The Théâtre national de Strasbourg on tour for the Sydney Festival presented Lacrima, written and directed by Caroline Guiela Nguyen. 

A wedding dress has been commissioned for a (fictional) English princess; an atelier in Paris is to design and make the dress while an antique veil is to be taken from the V&A and repaired by the lacemakers of Alençon (successors to its original makers), and the train is to be embroidered with thousands of pearls in Mumbai. The complexity of the commission and the high-handed demands of the royal household collide with intense personal problems in Paris and emerging health issues in Alençon and Mumbai. The whole situation is increasingly tense as deadlines approach and impossible decisions have to be made.

The play was brilliantly presented in a set designed by Alice Duchange which principally evoked the atelier in Paris, with subtle changes for the other locations and a clever use of cameras to focus on particular characters or represent others not physically present (the dress designer, for example, a man-child wrapped up in self-glorification at the expense of all around him). The gradual emergence of the dress, created from swathes of cloth mounted on a mannequin, was almost like an evolving character in itself, a silent witness to the dramas surrounding it.  

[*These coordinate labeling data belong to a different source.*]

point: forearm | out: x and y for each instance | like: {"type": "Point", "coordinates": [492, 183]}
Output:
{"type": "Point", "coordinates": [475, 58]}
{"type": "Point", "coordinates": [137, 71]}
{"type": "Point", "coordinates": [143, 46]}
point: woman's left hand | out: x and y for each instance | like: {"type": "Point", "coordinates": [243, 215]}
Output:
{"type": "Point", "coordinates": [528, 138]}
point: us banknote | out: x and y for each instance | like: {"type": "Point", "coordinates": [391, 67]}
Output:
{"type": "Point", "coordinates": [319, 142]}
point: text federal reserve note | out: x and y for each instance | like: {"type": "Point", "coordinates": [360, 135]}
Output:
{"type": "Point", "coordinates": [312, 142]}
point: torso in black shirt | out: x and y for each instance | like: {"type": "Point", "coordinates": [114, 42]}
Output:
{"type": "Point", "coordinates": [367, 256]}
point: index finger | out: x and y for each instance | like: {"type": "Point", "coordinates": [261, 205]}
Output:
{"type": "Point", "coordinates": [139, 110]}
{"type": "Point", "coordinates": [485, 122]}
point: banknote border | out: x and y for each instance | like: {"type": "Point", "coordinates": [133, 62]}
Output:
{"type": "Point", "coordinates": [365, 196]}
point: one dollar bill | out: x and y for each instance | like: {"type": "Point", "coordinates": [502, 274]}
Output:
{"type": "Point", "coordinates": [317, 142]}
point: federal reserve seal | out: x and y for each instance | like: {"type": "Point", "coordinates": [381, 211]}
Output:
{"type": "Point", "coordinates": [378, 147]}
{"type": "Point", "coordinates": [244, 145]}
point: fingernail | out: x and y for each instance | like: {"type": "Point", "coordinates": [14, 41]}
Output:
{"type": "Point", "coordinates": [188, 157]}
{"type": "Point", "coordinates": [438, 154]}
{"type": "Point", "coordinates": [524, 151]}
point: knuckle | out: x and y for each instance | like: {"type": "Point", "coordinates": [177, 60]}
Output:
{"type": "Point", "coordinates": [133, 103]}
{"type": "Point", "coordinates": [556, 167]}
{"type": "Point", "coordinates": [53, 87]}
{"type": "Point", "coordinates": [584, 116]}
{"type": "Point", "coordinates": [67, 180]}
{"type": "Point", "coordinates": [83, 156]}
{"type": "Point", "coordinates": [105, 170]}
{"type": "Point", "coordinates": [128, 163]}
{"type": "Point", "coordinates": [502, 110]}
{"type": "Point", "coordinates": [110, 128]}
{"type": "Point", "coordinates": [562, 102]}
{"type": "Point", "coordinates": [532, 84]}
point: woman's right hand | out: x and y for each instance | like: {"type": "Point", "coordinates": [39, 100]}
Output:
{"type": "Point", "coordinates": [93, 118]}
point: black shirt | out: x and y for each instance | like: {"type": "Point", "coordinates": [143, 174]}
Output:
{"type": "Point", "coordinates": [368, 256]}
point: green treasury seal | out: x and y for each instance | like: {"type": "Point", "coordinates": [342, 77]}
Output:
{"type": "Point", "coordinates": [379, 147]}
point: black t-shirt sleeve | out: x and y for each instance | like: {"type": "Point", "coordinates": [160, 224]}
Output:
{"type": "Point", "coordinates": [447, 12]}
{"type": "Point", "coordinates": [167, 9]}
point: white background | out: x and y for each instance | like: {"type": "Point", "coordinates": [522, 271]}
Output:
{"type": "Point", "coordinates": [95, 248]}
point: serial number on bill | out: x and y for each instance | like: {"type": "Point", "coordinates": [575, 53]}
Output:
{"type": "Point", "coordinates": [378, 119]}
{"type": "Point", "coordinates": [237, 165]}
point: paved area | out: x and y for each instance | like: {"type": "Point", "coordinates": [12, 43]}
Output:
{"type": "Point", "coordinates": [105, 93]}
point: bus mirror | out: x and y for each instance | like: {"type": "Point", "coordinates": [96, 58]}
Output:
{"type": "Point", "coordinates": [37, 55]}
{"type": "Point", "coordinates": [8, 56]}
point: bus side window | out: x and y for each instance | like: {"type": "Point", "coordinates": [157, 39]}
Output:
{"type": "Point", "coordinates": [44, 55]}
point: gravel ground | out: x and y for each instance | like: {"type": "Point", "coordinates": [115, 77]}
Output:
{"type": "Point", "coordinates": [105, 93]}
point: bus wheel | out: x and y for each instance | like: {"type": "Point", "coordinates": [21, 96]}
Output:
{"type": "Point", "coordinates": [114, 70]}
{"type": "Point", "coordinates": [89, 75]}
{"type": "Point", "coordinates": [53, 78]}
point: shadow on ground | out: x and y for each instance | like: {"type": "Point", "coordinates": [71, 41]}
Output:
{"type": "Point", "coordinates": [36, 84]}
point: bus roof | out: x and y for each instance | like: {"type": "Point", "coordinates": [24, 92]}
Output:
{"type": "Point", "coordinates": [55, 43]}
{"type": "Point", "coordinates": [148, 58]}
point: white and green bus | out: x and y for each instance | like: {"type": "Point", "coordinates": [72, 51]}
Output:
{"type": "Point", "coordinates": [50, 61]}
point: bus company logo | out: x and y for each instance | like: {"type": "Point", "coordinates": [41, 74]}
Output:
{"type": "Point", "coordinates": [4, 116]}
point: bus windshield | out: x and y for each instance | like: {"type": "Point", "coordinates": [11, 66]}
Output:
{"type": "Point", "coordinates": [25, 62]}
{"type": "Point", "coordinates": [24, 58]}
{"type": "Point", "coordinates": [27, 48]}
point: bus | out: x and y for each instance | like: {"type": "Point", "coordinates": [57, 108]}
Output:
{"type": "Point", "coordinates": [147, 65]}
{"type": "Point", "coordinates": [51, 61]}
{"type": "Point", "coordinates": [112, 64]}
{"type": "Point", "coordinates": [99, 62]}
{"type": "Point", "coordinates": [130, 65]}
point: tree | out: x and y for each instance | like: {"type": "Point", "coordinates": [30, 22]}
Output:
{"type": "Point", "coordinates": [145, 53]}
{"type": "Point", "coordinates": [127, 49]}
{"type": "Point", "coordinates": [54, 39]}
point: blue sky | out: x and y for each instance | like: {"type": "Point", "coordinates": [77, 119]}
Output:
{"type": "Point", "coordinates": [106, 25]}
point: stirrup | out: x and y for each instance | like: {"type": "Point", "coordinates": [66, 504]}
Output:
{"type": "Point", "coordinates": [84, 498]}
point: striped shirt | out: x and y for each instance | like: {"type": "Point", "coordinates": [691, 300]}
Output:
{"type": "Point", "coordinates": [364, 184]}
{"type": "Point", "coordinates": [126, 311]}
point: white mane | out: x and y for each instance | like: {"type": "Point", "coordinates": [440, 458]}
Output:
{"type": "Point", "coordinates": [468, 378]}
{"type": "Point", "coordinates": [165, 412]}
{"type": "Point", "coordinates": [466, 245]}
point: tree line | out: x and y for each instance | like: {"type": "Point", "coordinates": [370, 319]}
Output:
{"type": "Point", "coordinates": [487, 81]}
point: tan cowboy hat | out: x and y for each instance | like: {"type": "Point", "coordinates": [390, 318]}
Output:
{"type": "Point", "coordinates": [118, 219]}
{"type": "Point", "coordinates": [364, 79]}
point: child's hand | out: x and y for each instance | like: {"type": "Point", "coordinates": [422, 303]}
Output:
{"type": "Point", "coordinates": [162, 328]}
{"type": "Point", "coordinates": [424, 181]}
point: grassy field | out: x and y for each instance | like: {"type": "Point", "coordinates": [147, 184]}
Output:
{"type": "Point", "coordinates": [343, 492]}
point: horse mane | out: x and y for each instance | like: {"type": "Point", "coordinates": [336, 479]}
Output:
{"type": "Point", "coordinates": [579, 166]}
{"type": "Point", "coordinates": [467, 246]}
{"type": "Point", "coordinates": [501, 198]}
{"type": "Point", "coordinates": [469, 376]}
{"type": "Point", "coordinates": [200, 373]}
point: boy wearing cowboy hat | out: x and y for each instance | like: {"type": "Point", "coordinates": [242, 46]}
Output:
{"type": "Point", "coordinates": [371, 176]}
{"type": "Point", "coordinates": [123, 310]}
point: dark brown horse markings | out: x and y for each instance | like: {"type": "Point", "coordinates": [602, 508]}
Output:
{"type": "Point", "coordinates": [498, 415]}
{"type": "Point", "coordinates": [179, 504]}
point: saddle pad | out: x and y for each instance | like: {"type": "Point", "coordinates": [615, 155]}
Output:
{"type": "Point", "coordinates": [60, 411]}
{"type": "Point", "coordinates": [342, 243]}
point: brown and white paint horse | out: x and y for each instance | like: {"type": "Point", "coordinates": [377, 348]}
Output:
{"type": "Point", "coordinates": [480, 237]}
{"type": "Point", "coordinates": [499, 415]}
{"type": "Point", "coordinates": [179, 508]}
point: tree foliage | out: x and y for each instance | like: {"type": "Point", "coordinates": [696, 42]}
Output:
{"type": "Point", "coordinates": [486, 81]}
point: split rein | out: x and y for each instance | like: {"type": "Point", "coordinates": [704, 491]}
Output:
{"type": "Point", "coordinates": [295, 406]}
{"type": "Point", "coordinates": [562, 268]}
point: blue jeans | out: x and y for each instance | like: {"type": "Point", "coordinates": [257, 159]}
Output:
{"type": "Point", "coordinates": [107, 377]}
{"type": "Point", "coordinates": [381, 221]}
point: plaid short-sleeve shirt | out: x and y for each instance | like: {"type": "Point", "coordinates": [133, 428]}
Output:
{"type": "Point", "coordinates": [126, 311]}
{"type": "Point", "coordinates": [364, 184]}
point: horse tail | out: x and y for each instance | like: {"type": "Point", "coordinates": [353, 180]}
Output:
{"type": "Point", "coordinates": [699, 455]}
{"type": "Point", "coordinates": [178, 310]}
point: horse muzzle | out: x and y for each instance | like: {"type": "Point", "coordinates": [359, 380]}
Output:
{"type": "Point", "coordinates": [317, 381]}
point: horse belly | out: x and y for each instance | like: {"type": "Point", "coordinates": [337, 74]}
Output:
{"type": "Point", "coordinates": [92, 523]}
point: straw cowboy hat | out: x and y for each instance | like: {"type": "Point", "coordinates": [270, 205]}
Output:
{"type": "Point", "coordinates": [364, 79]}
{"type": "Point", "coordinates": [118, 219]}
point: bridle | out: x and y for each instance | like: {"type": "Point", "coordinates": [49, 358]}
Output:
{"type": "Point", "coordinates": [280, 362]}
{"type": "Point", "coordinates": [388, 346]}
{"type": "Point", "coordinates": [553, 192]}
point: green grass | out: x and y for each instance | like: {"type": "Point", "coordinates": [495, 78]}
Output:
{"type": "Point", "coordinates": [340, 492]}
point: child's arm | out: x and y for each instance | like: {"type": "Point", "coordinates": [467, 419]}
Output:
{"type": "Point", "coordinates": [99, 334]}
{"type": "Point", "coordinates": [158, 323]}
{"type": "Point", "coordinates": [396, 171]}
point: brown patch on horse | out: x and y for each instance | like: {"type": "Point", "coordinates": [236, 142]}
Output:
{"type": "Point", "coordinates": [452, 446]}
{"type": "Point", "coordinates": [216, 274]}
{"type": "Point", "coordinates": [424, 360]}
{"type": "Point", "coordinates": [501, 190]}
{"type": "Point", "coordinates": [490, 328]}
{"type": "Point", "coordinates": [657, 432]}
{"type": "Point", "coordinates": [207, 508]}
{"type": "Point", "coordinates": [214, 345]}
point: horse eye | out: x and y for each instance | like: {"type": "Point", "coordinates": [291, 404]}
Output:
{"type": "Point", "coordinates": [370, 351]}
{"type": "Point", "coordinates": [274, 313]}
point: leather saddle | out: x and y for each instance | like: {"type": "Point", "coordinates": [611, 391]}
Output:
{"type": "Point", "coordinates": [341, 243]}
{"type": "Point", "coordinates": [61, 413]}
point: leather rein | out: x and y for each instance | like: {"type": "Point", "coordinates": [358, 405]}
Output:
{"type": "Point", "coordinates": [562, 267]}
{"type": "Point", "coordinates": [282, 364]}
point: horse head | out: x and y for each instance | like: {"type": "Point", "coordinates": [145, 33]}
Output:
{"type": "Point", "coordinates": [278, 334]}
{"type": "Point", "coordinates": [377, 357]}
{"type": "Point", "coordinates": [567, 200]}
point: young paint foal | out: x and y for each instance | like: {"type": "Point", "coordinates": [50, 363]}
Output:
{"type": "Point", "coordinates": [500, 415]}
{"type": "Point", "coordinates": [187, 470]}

The play was performed almost entirely in French, with some Tamil and English; luckily subtitles were shown on the screen used for the camera projections and matched by surtitles above the stage. Despite the added levels of concentration needed to follow the English text the audience remained completely attentive to an evening of high drama, a probing insight into all sorts of exploitation in the global rag trade and the human cost involved in creating a fabulously extravagant article of clothing which would only be worn once.